Regarding the B1483 .............. it is a Brake pedal input circuit failure.
When you say you checked the low pressure fuel pressure could you post the pressure when cranking? Also, there is only one fuel pressure, at least until the injector compresses the fuel to increase its pressure. Lastly, have you checked to verify that the secondary fuel filter bowl will fill quickly when the key is turned on? Remove the secondary filter and have someone turn the jey on while you watch, Be ready to have the key turned off quickly.
Your post about the intermittent fuel smell has me wondering about fuel delivery and/or injectors.
Regarding the B1483 .............. it is a Brake pedal input circuit failure.
When you say you checked the low pressure fuel pressure could you post the pressure when cranking?

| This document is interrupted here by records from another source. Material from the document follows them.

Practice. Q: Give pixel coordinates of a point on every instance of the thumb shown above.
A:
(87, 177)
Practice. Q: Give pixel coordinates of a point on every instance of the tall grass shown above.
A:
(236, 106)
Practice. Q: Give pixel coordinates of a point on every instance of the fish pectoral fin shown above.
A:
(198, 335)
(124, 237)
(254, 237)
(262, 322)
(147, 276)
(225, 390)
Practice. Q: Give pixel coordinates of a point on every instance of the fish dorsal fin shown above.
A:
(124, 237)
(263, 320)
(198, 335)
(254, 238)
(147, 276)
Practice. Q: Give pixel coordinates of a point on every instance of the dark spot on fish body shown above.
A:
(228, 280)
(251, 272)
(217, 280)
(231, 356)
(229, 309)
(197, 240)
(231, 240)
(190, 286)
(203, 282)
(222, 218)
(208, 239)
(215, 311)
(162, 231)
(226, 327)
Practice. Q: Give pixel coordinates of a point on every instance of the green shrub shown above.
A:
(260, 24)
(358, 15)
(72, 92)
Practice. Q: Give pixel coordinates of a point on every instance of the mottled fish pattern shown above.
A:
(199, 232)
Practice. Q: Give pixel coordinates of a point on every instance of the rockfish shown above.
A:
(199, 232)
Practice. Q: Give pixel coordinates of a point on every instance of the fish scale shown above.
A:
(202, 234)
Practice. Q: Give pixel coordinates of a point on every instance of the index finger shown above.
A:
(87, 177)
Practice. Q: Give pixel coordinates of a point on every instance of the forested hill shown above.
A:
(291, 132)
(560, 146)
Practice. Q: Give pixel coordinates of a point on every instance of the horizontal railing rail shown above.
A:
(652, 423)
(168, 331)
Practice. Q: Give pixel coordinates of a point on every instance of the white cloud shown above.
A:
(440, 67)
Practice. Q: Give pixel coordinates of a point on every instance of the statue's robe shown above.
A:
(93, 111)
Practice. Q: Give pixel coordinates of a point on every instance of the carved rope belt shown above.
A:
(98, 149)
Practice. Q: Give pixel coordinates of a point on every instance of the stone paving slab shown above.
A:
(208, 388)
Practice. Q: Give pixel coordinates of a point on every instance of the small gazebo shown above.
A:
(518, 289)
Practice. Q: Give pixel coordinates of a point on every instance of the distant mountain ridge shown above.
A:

Also, there is only one fuel pressure, at least until the injector compresses the fuel to increase its pressure. Lastly, have you checked to verify that the secondary fuel filter bowl will fill quickly when the key is turned on? Remove the secondary filter and have someone turn the jey on while you watch, Be ready to have the key turned off quickly.
Your post about the intermittent fuel smell has me wondering about fuel delivery and/or injectors.
The chime does work but have to mess with the key a bit. Fuel pressure is 55psi key on and while cranking. I have a fuel pressure gage installed at the regulator. Fuel bowl fills up quick and I did the bubble test as well. Yes I agree about the white unburnt fuel smoke, just now no smoke at all, this morning it filled the garage up.